Assange seeks privacy to adjust to new-found freedom


WikiLeaks founder Julian Assange has retuned to Australia, accompanied by Kevin Rudd.
WikiLeaks founder Julian Assange has retuned to Australia, accompanied by Kevin Rudd.

Julian Assange will spend time in his Australian homeland recovering from years in hiding and in custody, as his family appeals for privacy and say they don’t know when he will speak publicly.

“Julian needs time to recover, to get used to freedom,” his wife Stella said after the WikiLeaks founder’s arrival in Canberra late on Wednesday as a convicted US criminal but a free man.

A jubilant Assange fist-pumped, waved and gave thumbs up after stepping from a chartered jet before embracing and kissing Stella and hugging his father John Shipton.

Stella Assange and Jennifer Robinson
Stella Assange was accompanied by lawyer Jennifer Robinson at a Canberra media conference. (Mick Tsikas/AAP PHOTOS)

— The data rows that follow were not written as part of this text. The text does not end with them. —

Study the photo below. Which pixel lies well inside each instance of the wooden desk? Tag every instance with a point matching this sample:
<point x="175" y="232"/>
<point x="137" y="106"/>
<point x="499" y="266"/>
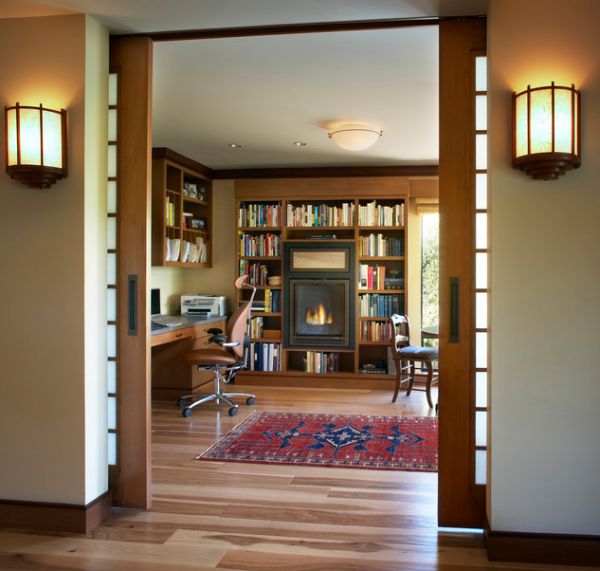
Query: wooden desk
<point x="171" y="377"/>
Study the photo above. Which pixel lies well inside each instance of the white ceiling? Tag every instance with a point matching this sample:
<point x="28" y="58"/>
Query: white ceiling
<point x="267" y="92"/>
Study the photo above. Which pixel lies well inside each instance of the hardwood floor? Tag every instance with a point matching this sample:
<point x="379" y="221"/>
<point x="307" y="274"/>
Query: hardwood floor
<point x="253" y="517"/>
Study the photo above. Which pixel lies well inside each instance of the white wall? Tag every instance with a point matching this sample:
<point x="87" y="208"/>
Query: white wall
<point x="545" y="452"/>
<point x="49" y="313"/>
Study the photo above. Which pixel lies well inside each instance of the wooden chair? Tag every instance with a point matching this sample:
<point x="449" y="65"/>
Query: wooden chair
<point x="406" y="355"/>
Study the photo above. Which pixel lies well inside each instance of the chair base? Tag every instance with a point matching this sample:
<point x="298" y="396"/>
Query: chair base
<point x="219" y="396"/>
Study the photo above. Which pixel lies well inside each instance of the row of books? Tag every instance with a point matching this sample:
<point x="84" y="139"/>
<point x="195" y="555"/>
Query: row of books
<point x="260" y="245"/>
<point x="257" y="273"/>
<point x="321" y="362"/>
<point x="307" y="215"/>
<point x="380" y="304"/>
<point x="256" y="327"/>
<point x="259" y="215"/>
<point x="375" y="277"/>
<point x="170" y="212"/>
<point x="376" y="331"/>
<point x="373" y="214"/>
<point x="264" y="357"/>
<point x="379" y="245"/>
<point x="184" y="251"/>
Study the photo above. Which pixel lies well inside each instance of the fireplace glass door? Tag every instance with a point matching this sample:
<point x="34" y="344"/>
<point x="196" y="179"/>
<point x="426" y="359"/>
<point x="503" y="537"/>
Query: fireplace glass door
<point x="319" y="312"/>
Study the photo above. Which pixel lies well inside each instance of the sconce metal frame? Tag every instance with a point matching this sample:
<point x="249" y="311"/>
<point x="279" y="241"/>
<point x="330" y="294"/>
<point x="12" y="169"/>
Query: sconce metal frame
<point x="548" y="165"/>
<point x="35" y="175"/>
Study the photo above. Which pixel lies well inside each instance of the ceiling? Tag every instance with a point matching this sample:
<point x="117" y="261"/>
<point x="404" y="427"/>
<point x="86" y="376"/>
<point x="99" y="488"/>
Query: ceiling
<point x="266" y="92"/>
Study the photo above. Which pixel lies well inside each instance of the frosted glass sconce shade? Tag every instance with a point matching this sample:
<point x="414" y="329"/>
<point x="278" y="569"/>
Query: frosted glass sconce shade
<point x="546" y="131"/>
<point x="355" y="137"/>
<point x="36" y="145"/>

There was great anticipation of Assange facing a late-night media conference, but he left his wife and lawyers to speak.

“Julian wanted me to sincerely thank everyone,” she said, at times her eyes welling with tears as she recounted her husband’s fight for freedom.

“He wanted to be here, but you have to understand what he’s been through.

“He needs time. He needs to recuperate. And this is a process.

Julian Assange kisses his wife Stella Morris.
Julian Assange kisses his wife Stella Morris after arriving in Canberra. (Lukas Coch/AAP PHOTOS)

“I ask you – please – to give us space, to give us privacy, to find our place, to let our family be a family before he can speak again at a time of his choosing.”

Assange arrived in Canberra accompanied by US ambassador Kevin Rudd and UK High Commissioner Stephen Smith after more than a day of travel and a court hearing on the US territory island of Saipan in the western Pacific.

His lawyer Jennifer Robinson, who was also on the flight, said when the jet touched down in Australia, Prime Minister Anthony Albanese was the first on the phone.

“Julian thanked him and the team and told the prime minister that he had saved his life. And I don’t think that that is an exaggeration,” she said.

A plane carrying Julian Assange arrives in Canberra.
Julian Assange arrived in Australia on Wednesday night after more than a day of travel. (Lukas Coch/AAP PHOTOS)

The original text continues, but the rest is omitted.